Every period of his childhood mirrored what abject poverty meant. This is one of the darkest experiences Don Charlton feels reluctant to share, except in moments when he needs to tap inspiration from his journey of perseverance. As Chief Executive Officer of Resumator, he never dreamt of being an entrepreneur or having the opportunity to attend college someday.
All that mattered to him was having the chance to enjoy three square meals for the day and coping with a mother who was suffering from mental illness. However, it was these harsh realities that triggered his drive to become an entrepreneur.
Charlton began taking charge of his destiny when he was only 10 years old. While starving one afternoon, the only thing he desired was a $0.25 Little Debbie snack. Despite the effort and search in his room, he couldn’t lay his hands on a dime. Though melancholic, that moment led to an epiphany that changed his destiny entirely.
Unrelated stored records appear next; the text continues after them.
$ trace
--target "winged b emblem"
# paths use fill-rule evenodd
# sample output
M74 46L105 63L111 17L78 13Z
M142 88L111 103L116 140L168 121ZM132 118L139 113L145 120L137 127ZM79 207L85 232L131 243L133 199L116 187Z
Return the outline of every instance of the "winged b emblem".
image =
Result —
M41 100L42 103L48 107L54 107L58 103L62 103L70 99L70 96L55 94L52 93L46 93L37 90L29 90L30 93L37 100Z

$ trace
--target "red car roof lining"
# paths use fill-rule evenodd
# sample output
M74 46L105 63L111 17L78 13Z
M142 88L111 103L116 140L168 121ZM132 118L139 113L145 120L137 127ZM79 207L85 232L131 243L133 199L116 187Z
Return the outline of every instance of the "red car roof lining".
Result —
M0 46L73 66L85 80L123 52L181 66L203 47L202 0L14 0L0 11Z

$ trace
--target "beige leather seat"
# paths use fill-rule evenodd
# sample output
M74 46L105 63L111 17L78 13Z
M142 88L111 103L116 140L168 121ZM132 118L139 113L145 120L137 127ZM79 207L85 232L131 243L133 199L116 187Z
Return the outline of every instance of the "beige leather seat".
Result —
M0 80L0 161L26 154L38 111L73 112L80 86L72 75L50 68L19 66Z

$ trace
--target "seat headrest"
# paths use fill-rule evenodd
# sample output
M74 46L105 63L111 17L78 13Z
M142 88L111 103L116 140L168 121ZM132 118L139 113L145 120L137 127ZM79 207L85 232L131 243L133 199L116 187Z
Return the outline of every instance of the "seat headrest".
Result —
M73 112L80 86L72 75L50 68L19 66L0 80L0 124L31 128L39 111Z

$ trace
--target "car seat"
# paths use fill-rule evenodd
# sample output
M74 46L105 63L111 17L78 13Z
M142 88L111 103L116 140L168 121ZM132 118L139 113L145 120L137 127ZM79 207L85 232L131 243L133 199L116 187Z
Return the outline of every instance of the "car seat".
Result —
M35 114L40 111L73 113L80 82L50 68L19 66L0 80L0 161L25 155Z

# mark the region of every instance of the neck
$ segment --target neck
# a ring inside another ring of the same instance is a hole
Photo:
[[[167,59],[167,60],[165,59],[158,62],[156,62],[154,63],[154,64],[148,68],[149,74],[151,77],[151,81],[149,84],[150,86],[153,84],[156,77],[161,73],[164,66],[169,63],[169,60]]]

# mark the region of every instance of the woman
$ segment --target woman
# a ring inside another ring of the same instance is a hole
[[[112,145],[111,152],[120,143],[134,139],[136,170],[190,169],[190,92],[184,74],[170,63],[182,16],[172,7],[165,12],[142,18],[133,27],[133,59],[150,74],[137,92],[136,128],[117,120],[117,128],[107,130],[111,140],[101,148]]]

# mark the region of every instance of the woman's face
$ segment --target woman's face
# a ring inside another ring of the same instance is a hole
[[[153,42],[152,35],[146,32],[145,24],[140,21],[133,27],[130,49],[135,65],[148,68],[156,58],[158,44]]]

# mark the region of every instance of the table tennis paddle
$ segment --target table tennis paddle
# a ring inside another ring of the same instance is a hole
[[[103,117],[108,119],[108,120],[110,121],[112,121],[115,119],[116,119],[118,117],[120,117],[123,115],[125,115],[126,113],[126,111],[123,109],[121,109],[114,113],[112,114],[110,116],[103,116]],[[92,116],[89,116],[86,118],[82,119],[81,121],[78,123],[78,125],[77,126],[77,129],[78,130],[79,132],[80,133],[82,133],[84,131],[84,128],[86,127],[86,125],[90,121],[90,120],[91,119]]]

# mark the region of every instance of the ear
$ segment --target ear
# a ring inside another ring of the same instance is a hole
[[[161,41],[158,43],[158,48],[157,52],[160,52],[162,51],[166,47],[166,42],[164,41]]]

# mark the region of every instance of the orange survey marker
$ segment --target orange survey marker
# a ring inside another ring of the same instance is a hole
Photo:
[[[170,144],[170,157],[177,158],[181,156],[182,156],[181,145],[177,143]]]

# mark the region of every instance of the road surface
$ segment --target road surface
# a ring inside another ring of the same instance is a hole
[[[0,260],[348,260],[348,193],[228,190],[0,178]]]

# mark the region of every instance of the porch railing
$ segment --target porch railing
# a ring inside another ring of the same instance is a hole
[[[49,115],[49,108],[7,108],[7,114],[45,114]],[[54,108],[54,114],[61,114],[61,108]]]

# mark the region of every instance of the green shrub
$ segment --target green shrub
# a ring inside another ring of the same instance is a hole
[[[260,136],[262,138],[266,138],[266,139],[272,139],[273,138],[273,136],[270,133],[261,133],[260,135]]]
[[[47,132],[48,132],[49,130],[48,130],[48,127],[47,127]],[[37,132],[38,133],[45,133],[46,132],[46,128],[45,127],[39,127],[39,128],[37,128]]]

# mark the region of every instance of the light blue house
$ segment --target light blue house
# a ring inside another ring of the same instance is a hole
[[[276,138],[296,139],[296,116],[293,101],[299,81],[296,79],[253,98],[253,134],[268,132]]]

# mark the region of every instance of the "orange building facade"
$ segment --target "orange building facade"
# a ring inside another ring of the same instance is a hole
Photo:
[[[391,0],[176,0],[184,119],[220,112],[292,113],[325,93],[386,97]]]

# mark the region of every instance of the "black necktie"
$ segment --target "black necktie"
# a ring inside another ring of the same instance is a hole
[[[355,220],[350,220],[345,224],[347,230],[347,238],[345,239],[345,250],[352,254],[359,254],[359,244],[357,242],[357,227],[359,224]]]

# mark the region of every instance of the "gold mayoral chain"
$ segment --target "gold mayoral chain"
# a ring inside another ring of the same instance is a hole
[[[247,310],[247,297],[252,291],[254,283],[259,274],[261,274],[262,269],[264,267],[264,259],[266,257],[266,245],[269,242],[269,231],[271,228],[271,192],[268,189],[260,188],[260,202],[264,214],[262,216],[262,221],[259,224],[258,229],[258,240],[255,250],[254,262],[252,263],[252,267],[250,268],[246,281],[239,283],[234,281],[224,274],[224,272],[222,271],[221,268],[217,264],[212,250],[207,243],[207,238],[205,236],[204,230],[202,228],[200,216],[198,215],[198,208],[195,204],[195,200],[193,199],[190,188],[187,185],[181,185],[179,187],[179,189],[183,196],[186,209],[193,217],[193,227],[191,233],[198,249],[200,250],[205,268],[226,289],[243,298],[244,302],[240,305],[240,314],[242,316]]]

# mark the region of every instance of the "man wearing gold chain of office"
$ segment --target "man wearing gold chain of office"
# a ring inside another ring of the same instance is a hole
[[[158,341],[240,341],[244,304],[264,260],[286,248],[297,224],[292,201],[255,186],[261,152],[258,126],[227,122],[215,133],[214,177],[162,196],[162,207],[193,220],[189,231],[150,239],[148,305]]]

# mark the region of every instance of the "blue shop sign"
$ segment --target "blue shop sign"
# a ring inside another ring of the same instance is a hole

He wanted his life to mean more than a dime, and had a helping hand from a high school guidance counselor who shaped his career. He introduced him to the limited opportunities a computer could bring to his future, and directed his focus to graphic designing to enable Charlton to commercialize his interest in drawing.
When he graduated from college, the skill he learned helped him to land a job with a small design firm, Agnew Moyer Smith, which opened another door of growth for him. However, he was given a tough choice that he would only be employed if he was willing to learn how to design websites, and soon fell in love with computer programming, designing more than what was required of him.
When his bosses inquired why he did not consult them before proceeding with his designs, he indicated that he needed a challenging task that would open him up to failure. As a result, his management offered him opportunities to pitch projects to McDonald’s, Steelcase, and Caterpillar while assessing how he performed. However, those tests rather became his source of personal growth and his route to becoming his own boss.
At 27, he gave his first try at establishing his own business, and felt 10 years of work experience had given him enough insights to establish his own firm. However, he lacked the requisite know-how and experience, which caused the first company he set up to offer content management system services to fail before it could rake in any profits.
Many would have given up on their first try, but Charlton was resolute, according to Forbes. He picked the lessons from his initial failings and set up venture number two, which later transitioned into the Resumator. He was confident in pushing the frontiers to ensure the second business became a success.
Though challenging times compelled him to look for a job while running his company, he realized the divided commitment stunted the growth of his startup and decided to quit his job with Grasshoppers and formally launch the Resumator.
Today, the Resumator is worth $2.98 million and is used by thousands of businesses to select job applicants. President Barack Obama at one time used the platform to review job applications on his desk.
Charlton’s advice for prospective entrepreneurs is to learn from the pitfalls of established business executives. In his opinion, building a business requires learning how to build it from scratch and sustaining it before it begins making turnovers.